Nous savons qu’il reste beaucoup de travail à faire, mais le rapport annuel est là pour indiquer que nous avons commencé à répondre aux abus dans notre Église et qu’il y a beaucoup d’intérêt. Même de la part des évêques, en particulier dans les pays où l’on commence à peine à parler des abus sexuels. Nous devons réagir… Et nous espérons que les victimes comprennent que l’Église tout entière est impatiente de corriger les erreurs et les crimes du passé.
Le rapport parle de progrès et d’échecs dans le domaine de la protection. Quels sont les progrès et quels sont les échecs?
Le progrès, je crois, réside dans les protocoles qui existent déjà, une feuille de route pour un chemin sûr dans l’Église.
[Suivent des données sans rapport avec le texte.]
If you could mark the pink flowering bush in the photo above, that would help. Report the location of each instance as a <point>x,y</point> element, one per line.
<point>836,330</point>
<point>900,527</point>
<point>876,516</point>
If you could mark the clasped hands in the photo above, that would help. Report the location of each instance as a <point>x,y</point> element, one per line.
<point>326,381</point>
Dans de nombreuses parties de l’Église, cependant, il est encore tabou de parler d’abus et seules la vérité, la transparence et la responsabilité peuvent guérir cette blessure. Dieu merci, après le sommet du Vatican pour la protection des mineurs, la réunion (en 2019, ndlr) des présidents des conférences épiscopales du monde entier convoquée par le Pape, il y a un intérêt sur tous les continents pour corriger les erreurs du passé et à créer un environnement sûr. L’éducation à la « protection » est également importante. Les gens pensent que c’est quelque chose du passé, mais c’est un problème actuel et nous devons toujours être vigilants pour protéger les plus petits. Le ministère de l’Église dépend de nos efforts. Je dis toujours à mes prêtres: les gens ne nous croiront que lorsqu’ils seront convaincus que nous les aimons. Ce ministère de la « sauvegarde » est crucial pour l’Église, il doit toujours être au centre d’un projet pastoral.
Un vrai ministère donc…
Oui, c’est un ministère de guérison et de réconciliation. Parce que les dommages qui ont été causés, en particulier dans l’Église, ne sont pas seulement physiques et psychologiques, mais aussi spirituels. Lorsque c’est un prêtre qui est l’auteur des abus, les dégâts sont encore plus importants.
À la lumière du Synode auquel vous avez participé, quels sont les chemins, la voie à suivre pour la Commission maintenant après le rapport et avec cette poussée pour la synodalité, donc une plus grande collaboration entre les laïcs et les évêques?
J’ai eu l’occasion de m’exprimer lors du synode sur la nécessité d’une réponse synodale à la « protection » dans l’Église. Les évêques se sentent souvent très isolés lorsqu’ils doivent prendre des décisions sur un cas d’abus. Ils ne doivent pas le faire seuls! Ils doivent pouvoir compter sur un groupe d’experts qui les conseillent dans leur prise de décision et qui écoutent leurs recommandations. Dans les pays où ces commissions d’examen existent déjà, il a été très utile de travailler avec les évêques pour prendre des décisions appropriées dans ces affaires difficiles.